I want to create several incompatible but otherwise equal data types. That is, I would like to have a parameterized type Foo a , and functions such as
bar :: (Foo a) -> (Foo a) -> (Foo a)
not caring about what a . To clarify further, I would like the type system to stop me from doing
x :: Foo Int y :: Foo Char bar xy
while I at the same time do not care about Int and Char (I do not care that they do not match).
In my actual code, I have a type for polynomials over a given ring. I donβt care what is indefinite, until the type system prevents me from adding a polynomial in t with polynomial in s. So far I have solved this by creating typeclass Indeterminate and parameterizing my polynomial type as
data (Ring a, Indeterminate b) => Polynomial ab
This approach seems completely natural for the Ring part, because I care about which particular ring is given for the polynomial. It feels very far-fetched for the Indeterminate part, as described below.

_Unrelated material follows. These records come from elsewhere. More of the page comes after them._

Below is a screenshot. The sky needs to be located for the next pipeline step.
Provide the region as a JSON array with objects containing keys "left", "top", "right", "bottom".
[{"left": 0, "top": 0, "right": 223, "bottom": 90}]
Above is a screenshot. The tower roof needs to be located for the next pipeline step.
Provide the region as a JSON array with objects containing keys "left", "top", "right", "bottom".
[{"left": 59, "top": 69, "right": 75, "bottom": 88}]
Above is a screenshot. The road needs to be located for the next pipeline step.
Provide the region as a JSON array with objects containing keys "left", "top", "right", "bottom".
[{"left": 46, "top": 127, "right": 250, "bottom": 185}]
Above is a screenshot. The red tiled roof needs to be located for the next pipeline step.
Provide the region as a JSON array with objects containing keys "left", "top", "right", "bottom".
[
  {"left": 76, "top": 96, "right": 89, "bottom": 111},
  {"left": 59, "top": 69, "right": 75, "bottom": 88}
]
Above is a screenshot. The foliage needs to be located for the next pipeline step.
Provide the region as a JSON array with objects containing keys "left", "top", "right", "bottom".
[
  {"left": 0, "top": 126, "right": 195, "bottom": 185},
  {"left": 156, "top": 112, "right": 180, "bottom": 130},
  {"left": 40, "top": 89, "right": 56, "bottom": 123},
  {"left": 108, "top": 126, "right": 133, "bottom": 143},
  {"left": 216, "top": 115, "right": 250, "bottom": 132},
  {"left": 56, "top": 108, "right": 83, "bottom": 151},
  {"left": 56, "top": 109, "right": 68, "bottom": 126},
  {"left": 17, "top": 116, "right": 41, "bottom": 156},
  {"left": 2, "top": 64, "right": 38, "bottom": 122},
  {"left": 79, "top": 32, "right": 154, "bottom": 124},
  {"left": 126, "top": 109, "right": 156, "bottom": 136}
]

This approach works great, but feels far-fetched. Moreover, this part:
class Indeterminate a where indeterminate :: a data T = T instance Indeterminate T where indeterminate = T data S = S instance Indeterminate S where indeterminate = S
(and so on, perhaps a few more uncertainties). This is strange and wrong. Essentially, I'm trying to require Indeterminate instances to be single (for that matter). A sense of strangeness is one of the indicators that I may be wrong in this. Another is the fact that I end up having to comment on a lot of my Polynomial ab , since the actual type b often cannot be inferred (which is not strange, but annoying anyway).
Any suggestions? Should I continue to do it this way, or am I missing something?
PS: Do not be offended if I do not immediately respond or accept the answers. I will not be able to return for a few days.